Re: Subject: [001/002 ] raid0 reshape

Goswin von Brederlow <goswin-v-b@xxxxxx> · Thu, 28 May 2009 21:07:23 +0200

Neil Brown <neilb@xxxxxxx> writes:

> On Tuesday May 26, goswin-v-b@xxxxxx wrote:
>> Neil Brown <neilb@xxxxxxx> writes:
>> 
>> > On Monday May 25, goswin-v-b@xxxxxx wrote:
>> >> That really seems to scream for LVM to support more raid levels. It
>> >> already has linear, raid0 and raid1 support (although I have no idea
>> >> how device mapper raid1 compares to md raid1).
>> >
>> > Note that LVM (a suite of user-space tools) could conceivably use
>> > md/raid1, md/raid5 etc. The functionality doesn't have to go in dm.
>> >
>> > Neil
>> 
>> How would you do this? Worst case you can have a LV made up of totaly
>> non linear PEs, meaning lots of 4MB (default PE size) big chunks in
>> random order on random disks.
>> 
>> Do you create a raid1/5 for each stripe? You surely run out of md
>> devices.
>
> We have 2^21 md devices easily (I think that is the number) and it
> wouldn't be hard to have more if that were an issue.
>
>> 
>> Create dm mappings for all stripe 0s, stripe 1s, stripe 2s, ... and
>> then a raid1/5 over those stripe devices?
>
> That might be an option.
>
>> 
>> What if the LV has segments with different raid configurations (number
>> of disks in a stripe or even different levels)? Create a raid for each
>> segment and then a dm mapping for a linear raid?
>>
>
> Yes.
>  
>> 
>> You can get a flood of intermediate devices there. A /proc/mdstat with
>> 200 entries would be horrible. iostat output would be totaly
>> useless. ...
>>
>
> Yep, these would be interesting problems to solve.  /proc/mdstat is a
> bit of a wart on the design - getting the entry in /proc/mdstat
> optional might be a good idea.

Resyncing in a way that uses parallelism without using a physical
devices twice would also be difficult without merging all those layers
into one or peaking through them. The raid could doesn't see what
physical devices are in a device-mapper device and so on.

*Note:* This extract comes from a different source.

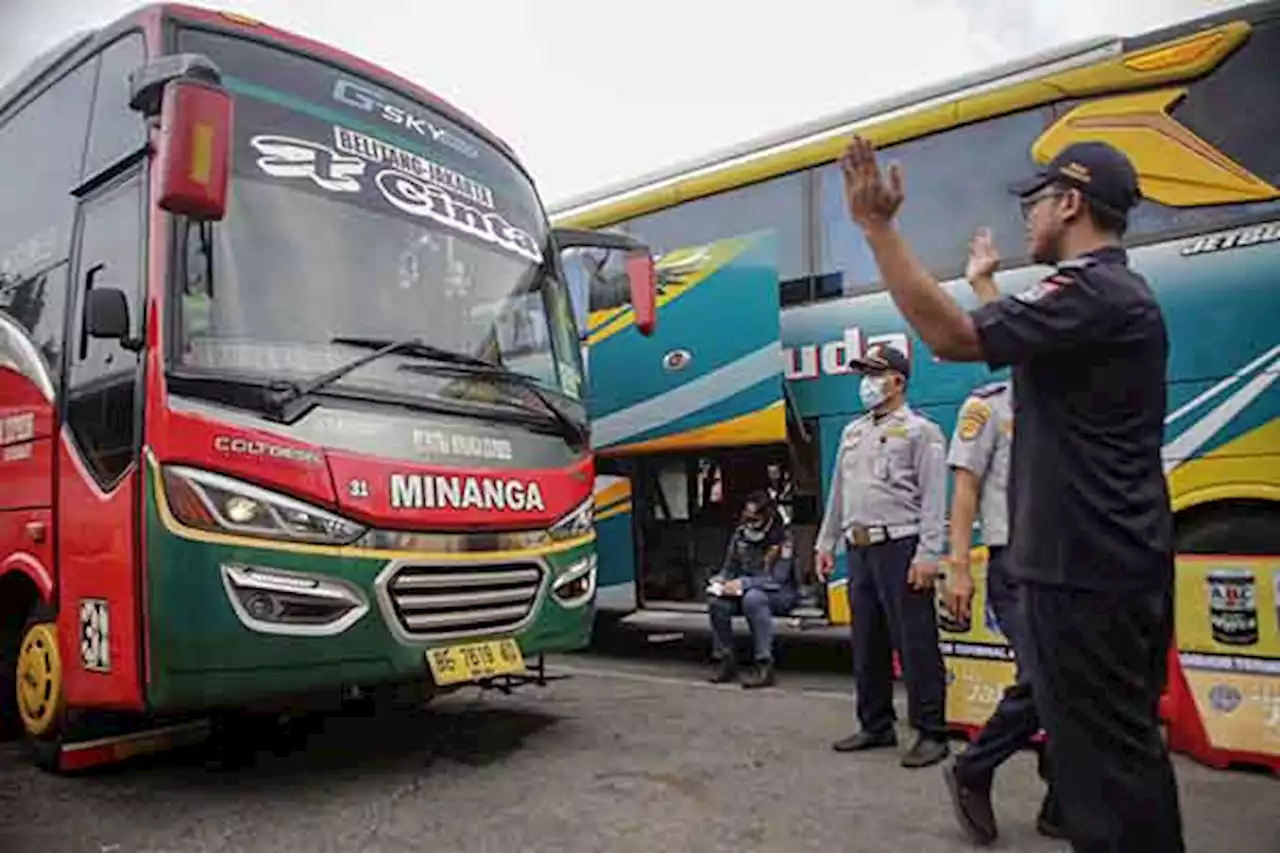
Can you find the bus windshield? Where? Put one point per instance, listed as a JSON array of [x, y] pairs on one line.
[[355, 213]]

Plus I do want ONE entry in /proc/mdstat (or equivalent) to see how a
resync is going. Just not 200. So it is not just about hiding but also
about showing something sensible.

> As for iostat - where does it get info from ? /proc/partitions? /proc/diskinfo?
> Maybe /sys/block?
> Either way, we could probably find a way to say "this block device is
> 'hidden'" .

One of those places.

> If you want to be able to slice and dice lot of mini-raid arrays into
> an LVM system, then whatever way you implement it you will need to be
> keeping track of all those bits.  I think it makes most sense to use
> the "block device" as the common abstraction, then if we start finding
> issues: solve them.  That way the solutions become available for
> others to use in ways we hadn't expected.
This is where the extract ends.